The 10 best tips for your outdoor workouts

Stay fit while enjoying nature — sounds tempting, right? Outdoor fitness brings fresh energy, boosts well‑being and is good for body and mind. Whether gentle stretching in the park or an intense workout under a blue sky: outdoors turns training into a real experience. But how should you best start your outdoor training?
  • Plan your training purposefully

First define your fitness goals and then choose exercises that will help you reach them. Consider whether you want to move your cardio sessions, such as jogging, outdoors or do your entire workout outside. Thoughtful planning is the basis for motivation and success.

  • Choose the right training location

Pick an easily accessible outdoor training spot that meets your needs, such as a park, the beach or a forest. Short travel times keep your motivation high and make it easier to train regularly.

  • Warm up thoroughly

Start with simple movement exercises like a light jog to increase blood flow to the muscles and prepare the joints. This reduces the risk of injury and leads to a better training effect.

  • Adapt your training to the weather

In hot weather, protect yourself from the sun and stay well hydrated. Prefer cooler times of the day for training. In cold or windy conditions, dress in layers so you can stay flexible, protected and warm.

  • Protect yourself from sun and insects

In addition to sunscreen, sunglasses and a cap are recommended. Insect repellent can also be useful, especially in parks or wooded areas.

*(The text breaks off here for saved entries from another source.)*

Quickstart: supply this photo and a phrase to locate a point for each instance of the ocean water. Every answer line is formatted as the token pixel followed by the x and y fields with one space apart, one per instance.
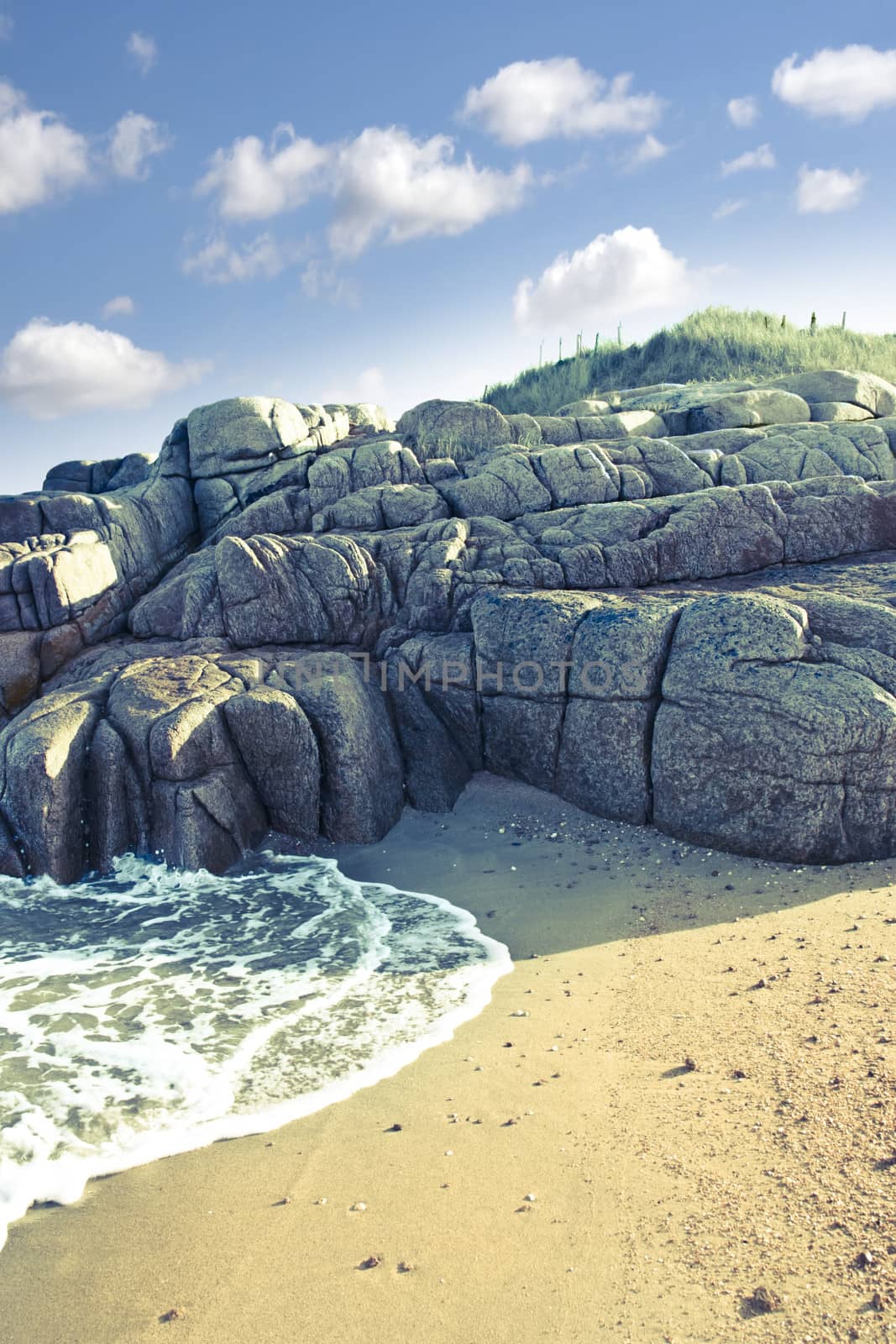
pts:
pixel 156 1011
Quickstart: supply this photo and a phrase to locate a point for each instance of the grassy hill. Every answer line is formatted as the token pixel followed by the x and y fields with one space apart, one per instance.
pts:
pixel 716 343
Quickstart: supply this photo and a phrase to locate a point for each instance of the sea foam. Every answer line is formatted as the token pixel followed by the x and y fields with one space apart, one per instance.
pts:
pixel 156 1011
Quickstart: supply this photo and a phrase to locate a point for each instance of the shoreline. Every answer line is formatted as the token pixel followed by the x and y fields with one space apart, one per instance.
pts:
pixel 664 1196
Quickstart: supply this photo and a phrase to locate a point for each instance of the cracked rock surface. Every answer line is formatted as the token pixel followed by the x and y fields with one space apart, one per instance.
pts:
pixel 668 605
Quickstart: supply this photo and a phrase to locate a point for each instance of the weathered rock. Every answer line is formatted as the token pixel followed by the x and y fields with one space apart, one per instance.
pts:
pixel 587 407
pixel 652 624
pixel 759 407
pixel 762 749
pixel 875 394
pixel 839 412
pixel 452 429
pixel 242 434
pixel 349 470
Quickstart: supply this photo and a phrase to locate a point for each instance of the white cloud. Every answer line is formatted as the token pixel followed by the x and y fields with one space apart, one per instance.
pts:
pixel 50 370
pixel 257 181
pixel 143 50
pixel 616 275
pixel 403 188
pixel 647 152
pixel 848 84
pixel 761 158
pixel 539 100
pixel 221 264
pixel 728 207
pixel 134 140
pixel 39 156
pixel 828 190
pixel 121 306
pixel 743 112
pixel 385 183
pixel 322 281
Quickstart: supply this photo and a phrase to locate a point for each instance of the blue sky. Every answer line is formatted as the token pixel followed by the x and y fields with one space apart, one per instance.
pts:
pixel 396 202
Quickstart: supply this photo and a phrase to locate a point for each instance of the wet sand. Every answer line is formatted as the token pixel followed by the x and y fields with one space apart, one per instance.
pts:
pixel 691 1070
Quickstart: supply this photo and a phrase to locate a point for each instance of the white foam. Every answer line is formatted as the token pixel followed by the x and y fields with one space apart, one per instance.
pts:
pixel 159 1011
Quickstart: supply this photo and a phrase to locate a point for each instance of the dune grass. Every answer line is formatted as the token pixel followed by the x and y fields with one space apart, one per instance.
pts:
pixel 714 344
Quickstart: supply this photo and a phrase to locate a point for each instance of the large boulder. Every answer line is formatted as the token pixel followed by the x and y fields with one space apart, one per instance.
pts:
pixel 759 407
pixel 242 433
pixel 833 385
pixel 762 748
pixel 453 429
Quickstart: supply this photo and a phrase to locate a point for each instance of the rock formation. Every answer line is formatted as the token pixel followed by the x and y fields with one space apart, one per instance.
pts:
pixel 668 605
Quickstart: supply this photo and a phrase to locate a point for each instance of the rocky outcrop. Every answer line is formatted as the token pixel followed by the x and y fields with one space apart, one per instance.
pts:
pixel 669 605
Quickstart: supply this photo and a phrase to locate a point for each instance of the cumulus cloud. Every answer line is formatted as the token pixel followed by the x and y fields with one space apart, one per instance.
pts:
pixel 254 181
pixel 42 158
pixel 121 306
pixel 540 100
pixel 728 207
pixel 134 141
pixel 617 273
pixel 390 185
pixel 848 84
pixel 385 183
pixel 324 281
pixel 39 155
pixel 143 51
pixel 50 370
pixel 743 112
pixel 761 158
pixel 824 192
pixel 647 151
pixel 222 264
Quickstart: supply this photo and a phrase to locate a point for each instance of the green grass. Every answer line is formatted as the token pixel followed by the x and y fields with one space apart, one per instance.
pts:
pixel 711 346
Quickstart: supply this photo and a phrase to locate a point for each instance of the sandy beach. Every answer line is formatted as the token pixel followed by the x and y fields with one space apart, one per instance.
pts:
pixel 681 1095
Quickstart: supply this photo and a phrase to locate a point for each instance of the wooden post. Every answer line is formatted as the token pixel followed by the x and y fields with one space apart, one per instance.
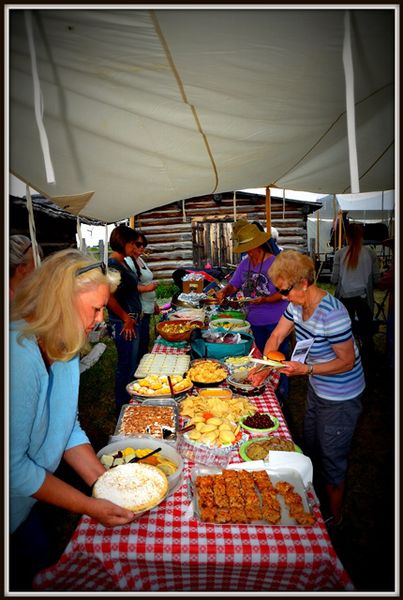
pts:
pixel 268 210
pixel 340 229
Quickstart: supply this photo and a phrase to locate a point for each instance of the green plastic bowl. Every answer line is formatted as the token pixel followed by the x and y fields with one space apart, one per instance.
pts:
pixel 259 432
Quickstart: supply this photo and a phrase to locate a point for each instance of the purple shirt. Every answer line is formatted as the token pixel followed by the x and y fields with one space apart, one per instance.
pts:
pixel 254 282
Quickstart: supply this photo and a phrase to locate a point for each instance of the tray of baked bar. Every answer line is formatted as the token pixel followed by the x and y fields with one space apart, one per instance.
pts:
pixel 250 494
pixel 158 363
pixel 158 418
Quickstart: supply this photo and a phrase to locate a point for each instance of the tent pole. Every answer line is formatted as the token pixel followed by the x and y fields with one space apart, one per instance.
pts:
pixel 268 210
pixel 340 229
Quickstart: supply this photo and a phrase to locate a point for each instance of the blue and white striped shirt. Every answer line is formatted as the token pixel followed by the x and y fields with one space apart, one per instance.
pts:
pixel 329 325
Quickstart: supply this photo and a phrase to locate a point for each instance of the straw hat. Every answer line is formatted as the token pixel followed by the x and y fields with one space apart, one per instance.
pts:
pixel 248 237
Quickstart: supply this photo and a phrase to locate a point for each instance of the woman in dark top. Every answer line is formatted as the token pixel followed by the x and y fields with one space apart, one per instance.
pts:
pixel 124 308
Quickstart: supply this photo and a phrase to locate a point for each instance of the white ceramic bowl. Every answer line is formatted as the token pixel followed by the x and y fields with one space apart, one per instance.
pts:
pixel 167 451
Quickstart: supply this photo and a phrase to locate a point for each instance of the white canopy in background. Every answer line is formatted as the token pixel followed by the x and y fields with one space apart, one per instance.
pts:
pixel 370 207
pixel 145 107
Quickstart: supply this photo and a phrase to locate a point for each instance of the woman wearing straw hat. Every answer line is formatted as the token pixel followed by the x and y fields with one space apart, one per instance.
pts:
pixel 266 305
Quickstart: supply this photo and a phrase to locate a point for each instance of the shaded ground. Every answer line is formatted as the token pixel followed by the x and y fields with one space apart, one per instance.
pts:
pixel 365 541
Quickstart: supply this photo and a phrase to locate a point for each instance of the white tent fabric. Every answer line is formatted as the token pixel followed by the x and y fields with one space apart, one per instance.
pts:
pixel 372 207
pixel 145 107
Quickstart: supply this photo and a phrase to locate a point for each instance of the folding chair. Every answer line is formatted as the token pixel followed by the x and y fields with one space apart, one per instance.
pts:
pixel 380 308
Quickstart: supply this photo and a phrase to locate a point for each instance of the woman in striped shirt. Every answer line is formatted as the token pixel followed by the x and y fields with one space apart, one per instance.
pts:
pixel 333 365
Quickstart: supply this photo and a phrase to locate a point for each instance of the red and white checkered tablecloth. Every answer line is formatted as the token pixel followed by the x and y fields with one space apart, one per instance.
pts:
pixel 168 549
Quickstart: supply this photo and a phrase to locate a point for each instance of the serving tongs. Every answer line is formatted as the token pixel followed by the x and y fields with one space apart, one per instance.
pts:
pixel 267 363
pixel 183 430
pixel 138 458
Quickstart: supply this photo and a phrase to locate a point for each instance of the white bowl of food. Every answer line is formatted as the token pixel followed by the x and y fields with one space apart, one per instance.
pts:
pixel 169 461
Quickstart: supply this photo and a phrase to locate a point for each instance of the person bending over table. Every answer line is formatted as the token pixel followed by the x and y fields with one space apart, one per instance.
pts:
pixel 251 276
pixel 54 309
pixel 333 365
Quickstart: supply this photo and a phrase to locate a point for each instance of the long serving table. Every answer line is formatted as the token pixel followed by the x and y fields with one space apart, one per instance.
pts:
pixel 168 550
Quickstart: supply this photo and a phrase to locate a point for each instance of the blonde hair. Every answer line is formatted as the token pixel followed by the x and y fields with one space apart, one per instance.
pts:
pixel 292 266
pixel 46 299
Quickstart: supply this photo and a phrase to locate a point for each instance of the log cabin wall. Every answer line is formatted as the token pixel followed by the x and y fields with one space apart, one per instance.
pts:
pixel 173 242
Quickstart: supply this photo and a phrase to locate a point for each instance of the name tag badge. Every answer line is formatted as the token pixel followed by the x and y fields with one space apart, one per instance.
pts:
pixel 301 350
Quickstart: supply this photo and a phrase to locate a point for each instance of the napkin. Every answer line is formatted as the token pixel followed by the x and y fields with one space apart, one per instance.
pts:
pixel 292 460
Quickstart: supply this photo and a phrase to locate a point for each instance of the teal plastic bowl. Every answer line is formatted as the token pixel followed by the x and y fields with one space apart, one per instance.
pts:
pixel 200 348
pixel 229 314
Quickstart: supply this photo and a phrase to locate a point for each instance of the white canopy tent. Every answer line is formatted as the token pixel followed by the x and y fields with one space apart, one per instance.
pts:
pixel 115 111
pixel 371 207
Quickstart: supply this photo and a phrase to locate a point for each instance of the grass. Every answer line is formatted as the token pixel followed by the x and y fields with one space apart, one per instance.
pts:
pixel 365 541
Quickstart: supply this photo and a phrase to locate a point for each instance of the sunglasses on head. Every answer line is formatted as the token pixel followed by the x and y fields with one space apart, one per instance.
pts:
pixel 286 291
pixel 100 265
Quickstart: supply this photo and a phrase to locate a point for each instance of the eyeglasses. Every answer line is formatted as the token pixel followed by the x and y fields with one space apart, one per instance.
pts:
pixel 286 291
pixel 27 248
pixel 100 265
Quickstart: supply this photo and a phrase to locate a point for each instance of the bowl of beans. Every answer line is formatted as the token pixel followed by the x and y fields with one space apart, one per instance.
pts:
pixel 259 423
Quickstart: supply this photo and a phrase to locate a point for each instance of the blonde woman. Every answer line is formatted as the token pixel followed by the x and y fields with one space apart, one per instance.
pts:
pixel 54 309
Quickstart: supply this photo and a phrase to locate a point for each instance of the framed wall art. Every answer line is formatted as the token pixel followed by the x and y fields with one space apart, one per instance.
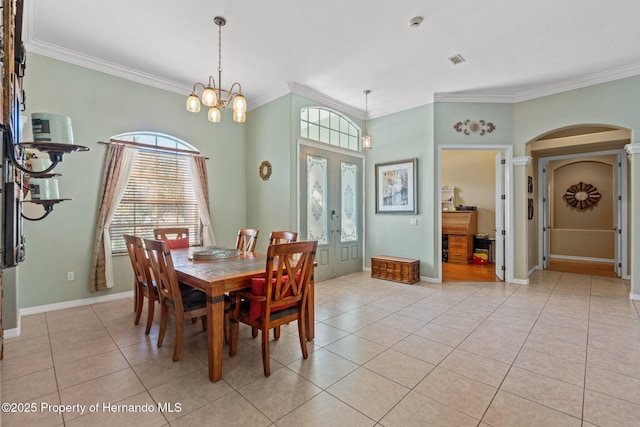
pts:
pixel 396 187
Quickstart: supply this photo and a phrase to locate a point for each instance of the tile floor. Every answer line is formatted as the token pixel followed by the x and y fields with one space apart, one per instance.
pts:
pixel 564 350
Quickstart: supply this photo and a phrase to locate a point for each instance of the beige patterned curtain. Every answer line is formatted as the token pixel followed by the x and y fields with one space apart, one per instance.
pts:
pixel 199 176
pixel 117 170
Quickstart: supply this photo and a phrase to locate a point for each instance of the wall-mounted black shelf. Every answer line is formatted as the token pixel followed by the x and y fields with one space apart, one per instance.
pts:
pixel 47 204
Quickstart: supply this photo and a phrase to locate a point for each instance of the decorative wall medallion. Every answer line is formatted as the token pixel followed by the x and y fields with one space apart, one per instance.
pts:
pixel 265 170
pixel 582 196
pixel 468 127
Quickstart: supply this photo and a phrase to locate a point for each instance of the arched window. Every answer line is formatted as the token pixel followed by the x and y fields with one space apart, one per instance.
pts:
pixel 160 191
pixel 328 126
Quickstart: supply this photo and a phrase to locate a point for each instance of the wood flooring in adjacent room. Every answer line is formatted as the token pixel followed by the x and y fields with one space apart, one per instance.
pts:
pixel 453 272
pixel 582 267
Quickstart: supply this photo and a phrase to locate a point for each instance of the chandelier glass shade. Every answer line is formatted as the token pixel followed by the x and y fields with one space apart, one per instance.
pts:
pixel 215 97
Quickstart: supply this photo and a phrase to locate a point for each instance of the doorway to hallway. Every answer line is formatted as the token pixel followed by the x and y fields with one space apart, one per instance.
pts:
pixel 478 178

  • Drink enough during your workout

Drink at least 0.5 litres of water before your workout and then take small sips every 15 to 20 minutes to keep your body hydrated — especially on warm days. After training, replace fluid losses to support recovery.

  • Wear the right clothing

Choose breathable, quick-drying technical fabrics made of polyester or nylon. Cotton is less suitable because it absorbs moisture. Depending on the weather, wear several layers to be optimally protected.

  • Shoes are crucial

For outdoor training, use stable and comfortable shoes with good grip, especially if you run or train on uneven ground. Trail running shoes often provide the best stability and cushioning.

  • Rely on varied training methods

Combine endurance, strength and mobility exercises such as jogging, bodyweight training and stretching in the park for a holistic fitness programme. This keeps you motivated and helps you train effectively.

  • Listen to the signals from your body

Especially in hot conditions or during intense effort, it is important to watch for circulatory signs and fatigue. Breaks and adjusting training intensity protect against overload and health problems.

editorial.facts

  • Just half an hour of brisk walking a day can significantly reduce the risk of many lifestyle diseases and is an easy step towards better health.
  • It's never too late to start exercising outdoors. Even at older ages, the body responds positively to regular activity that keeps body and mind fit.
  • Yoga in nature combines physical movement with mental balance and strengthens flexibility, balance and relaxation at the same time — ideal for holistic well‑being.
  • Short, intense training sessions with exercises like burpees or squats not only burn calories but also promote muscle growth — perfect for an effective outdoor workout.